Figure 8A is a 100x magnification photograph of the grain structure of a disc produced from conventional unidirectionally rolled steel, showing the direction, distribution and shape of the residual sulfide inclusions, clearly showing that typical sulfide inclusions are elongated cord-like in the rolling direction and are located essentially along lines parallel to the rolling direction,

Figure 8B is a microscopic photograph at 100x magnification, similar to Figure 8A, except that it is taken from a disc made of multidirectionally rolled steel and shows the sulfide inclusions in a single, distinct rolling direction,

Figure 8C is a microscopic photograph of the steel material of the same disc as Figure 8B, but at a higher magnification than the latter,

Figure 8D is a microscopic image of the structure of a disc made of the steel material according to the invention, magnified 100 times, showing the typical sulfide inclusions that remained, which were not deformed or elongated during rolling, and the

Figure 9. Load-displacement diagram showing the fracture toughness of untreated or conventional SAE 1085 quenched and tempered disc steel, a

Figure 10 is a load-displacement diagram showing the fracture toughness of the disc steel material according to the invention, while

Figure 11 is a diagram based on the examination of disc material samples containing different percentages of residual sulfide inclusions with a straight face, showing their fracture toughness measured in the direction parallel and perpendicular to the rolling direction.
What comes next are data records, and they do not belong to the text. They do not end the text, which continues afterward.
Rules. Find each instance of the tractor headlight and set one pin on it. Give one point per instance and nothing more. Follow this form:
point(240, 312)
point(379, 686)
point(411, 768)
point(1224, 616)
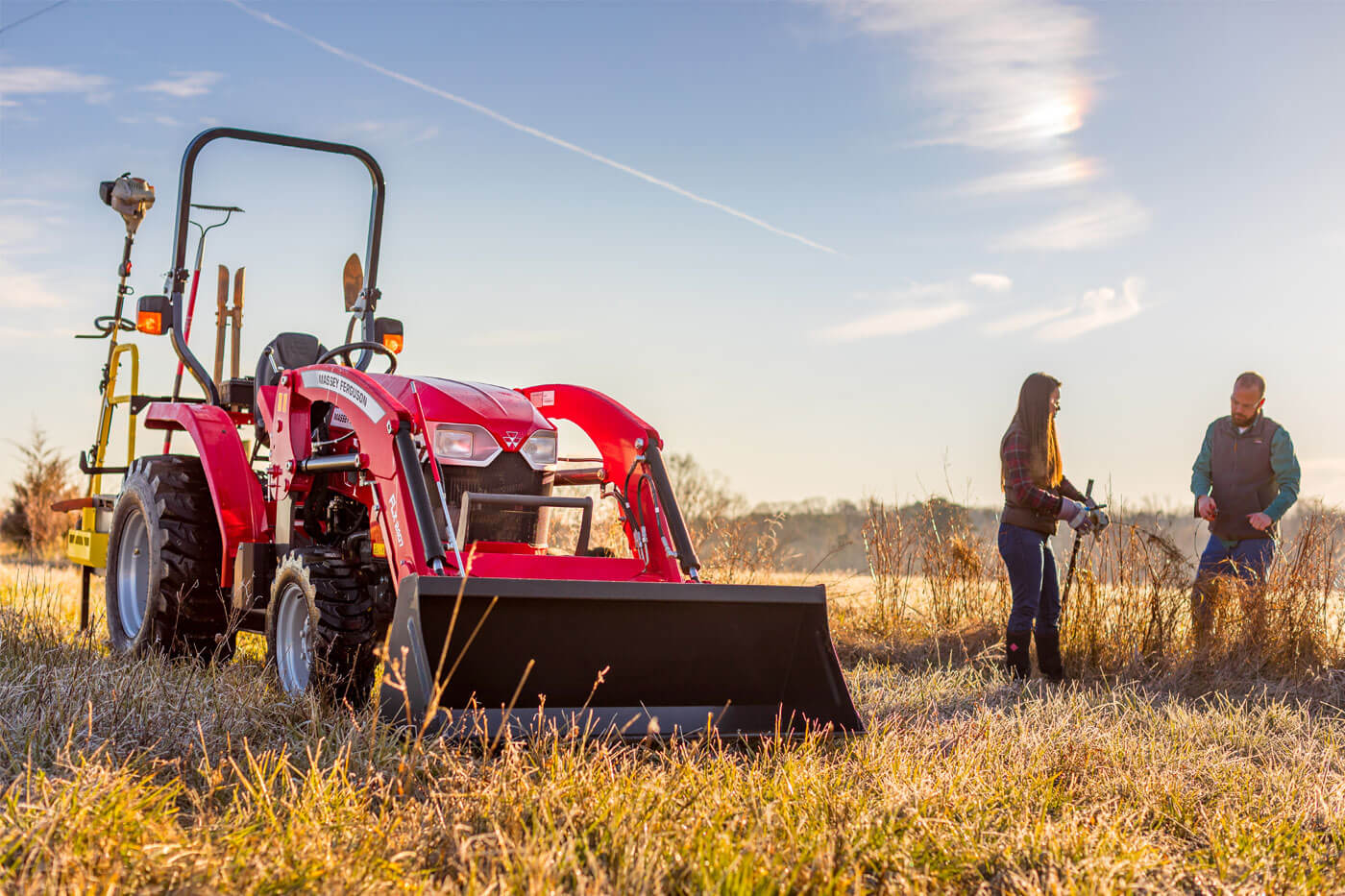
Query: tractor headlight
point(540, 451)
point(464, 444)
point(452, 444)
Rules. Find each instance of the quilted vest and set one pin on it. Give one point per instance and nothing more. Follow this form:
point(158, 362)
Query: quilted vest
point(1244, 482)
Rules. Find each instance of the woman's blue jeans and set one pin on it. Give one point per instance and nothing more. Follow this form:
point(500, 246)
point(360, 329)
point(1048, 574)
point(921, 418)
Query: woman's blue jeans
point(1032, 576)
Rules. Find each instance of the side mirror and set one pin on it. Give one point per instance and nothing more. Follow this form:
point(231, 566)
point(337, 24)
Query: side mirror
point(154, 315)
point(389, 331)
point(353, 280)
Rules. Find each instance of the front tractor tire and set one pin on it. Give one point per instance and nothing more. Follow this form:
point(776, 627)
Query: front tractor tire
point(320, 628)
point(163, 564)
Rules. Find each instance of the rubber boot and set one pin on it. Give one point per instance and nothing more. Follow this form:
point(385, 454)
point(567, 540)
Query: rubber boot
point(1017, 662)
point(1048, 655)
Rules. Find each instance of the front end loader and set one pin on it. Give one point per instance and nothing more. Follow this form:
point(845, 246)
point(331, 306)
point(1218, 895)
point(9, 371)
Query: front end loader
point(393, 530)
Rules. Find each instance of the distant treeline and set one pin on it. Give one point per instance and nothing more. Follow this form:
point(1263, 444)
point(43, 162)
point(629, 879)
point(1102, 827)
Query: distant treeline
point(827, 536)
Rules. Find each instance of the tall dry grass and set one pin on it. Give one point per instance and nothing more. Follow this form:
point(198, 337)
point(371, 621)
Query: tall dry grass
point(155, 777)
point(1129, 611)
point(1152, 775)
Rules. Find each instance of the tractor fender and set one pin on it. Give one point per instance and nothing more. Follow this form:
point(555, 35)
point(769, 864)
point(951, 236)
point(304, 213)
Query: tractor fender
point(234, 489)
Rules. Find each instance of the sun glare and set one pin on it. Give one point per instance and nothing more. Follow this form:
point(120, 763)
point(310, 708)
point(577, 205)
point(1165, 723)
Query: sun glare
point(1055, 117)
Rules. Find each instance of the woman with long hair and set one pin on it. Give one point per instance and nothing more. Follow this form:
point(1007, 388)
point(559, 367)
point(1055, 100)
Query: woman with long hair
point(1036, 496)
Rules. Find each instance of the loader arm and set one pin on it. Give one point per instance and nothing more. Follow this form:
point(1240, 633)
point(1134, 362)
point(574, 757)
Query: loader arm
point(631, 462)
point(386, 452)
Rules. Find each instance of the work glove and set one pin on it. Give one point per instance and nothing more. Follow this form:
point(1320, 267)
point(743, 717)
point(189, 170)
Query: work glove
point(1099, 517)
point(1075, 514)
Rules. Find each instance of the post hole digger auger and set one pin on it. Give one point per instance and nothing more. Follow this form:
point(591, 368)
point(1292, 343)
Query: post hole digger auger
point(413, 512)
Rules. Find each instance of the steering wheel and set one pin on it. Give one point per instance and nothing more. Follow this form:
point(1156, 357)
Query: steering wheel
point(343, 351)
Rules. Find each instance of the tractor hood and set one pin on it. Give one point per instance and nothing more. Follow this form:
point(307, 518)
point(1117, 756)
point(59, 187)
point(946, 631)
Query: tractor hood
point(504, 413)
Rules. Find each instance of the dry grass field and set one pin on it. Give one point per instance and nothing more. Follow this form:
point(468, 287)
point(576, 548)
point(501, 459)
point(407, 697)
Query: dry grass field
point(1159, 770)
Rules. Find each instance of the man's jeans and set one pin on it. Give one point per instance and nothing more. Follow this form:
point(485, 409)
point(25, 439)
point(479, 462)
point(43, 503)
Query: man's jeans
point(1247, 560)
point(1032, 576)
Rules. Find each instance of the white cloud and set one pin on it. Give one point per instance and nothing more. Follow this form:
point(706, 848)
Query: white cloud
point(1095, 224)
point(1095, 309)
point(168, 121)
point(994, 282)
point(37, 80)
point(920, 307)
point(184, 84)
point(897, 322)
point(522, 128)
point(1022, 321)
point(1005, 74)
point(1062, 174)
point(22, 289)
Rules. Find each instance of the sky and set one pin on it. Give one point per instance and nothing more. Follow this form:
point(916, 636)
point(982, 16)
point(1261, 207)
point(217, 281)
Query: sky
point(818, 245)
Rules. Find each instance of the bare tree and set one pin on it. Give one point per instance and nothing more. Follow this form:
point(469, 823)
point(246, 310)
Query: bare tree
point(30, 523)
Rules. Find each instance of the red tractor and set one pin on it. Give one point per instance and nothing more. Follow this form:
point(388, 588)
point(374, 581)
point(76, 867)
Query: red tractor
point(382, 520)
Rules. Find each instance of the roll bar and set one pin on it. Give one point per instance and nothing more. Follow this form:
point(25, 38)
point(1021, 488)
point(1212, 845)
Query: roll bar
point(178, 272)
As already emphasized above, the invention is therefore primarily directed to the production of soil cultivation tools, especially agricultural cultivation discs, from high-carbon steel, namely containing more than 0.65% by weight of carbon, according to the standard designation SAE 1085, which is characterized by relatively high and uniform toughness in all directions. This is achieved primarily by adding chemical elements in a predetermined amount and composition, which addition is carried out during the production of steel by introducing them into a high-carbon steel melt containing more than 0.65% by weight of carbon. The additives, the chemical elements to be used for the addition, and their quantities are described in detail below. These react with the sulfur content and oxygen of the molten steel bath to form linear oxide sulfides/particles, which retain their spherical shape throughout the hot rolling of the steel material into a sheet suitable for the production of agricultural cultivation discs.

The technology of influencing the shape of sulfide grains is well known and developed for low-carbon structural steels. However, it has not yet been proposed to influence the shape of sulfide grains by adding chemical substances to obtain structural materials with outstanding quality characteristics suitable for the production of agricultural implements and cultivator discs for high-carbon steels. It can be stated that the technology based on influencing the shape of sulfide grains has never been applied to high-carbon steels for the mentioned purpose.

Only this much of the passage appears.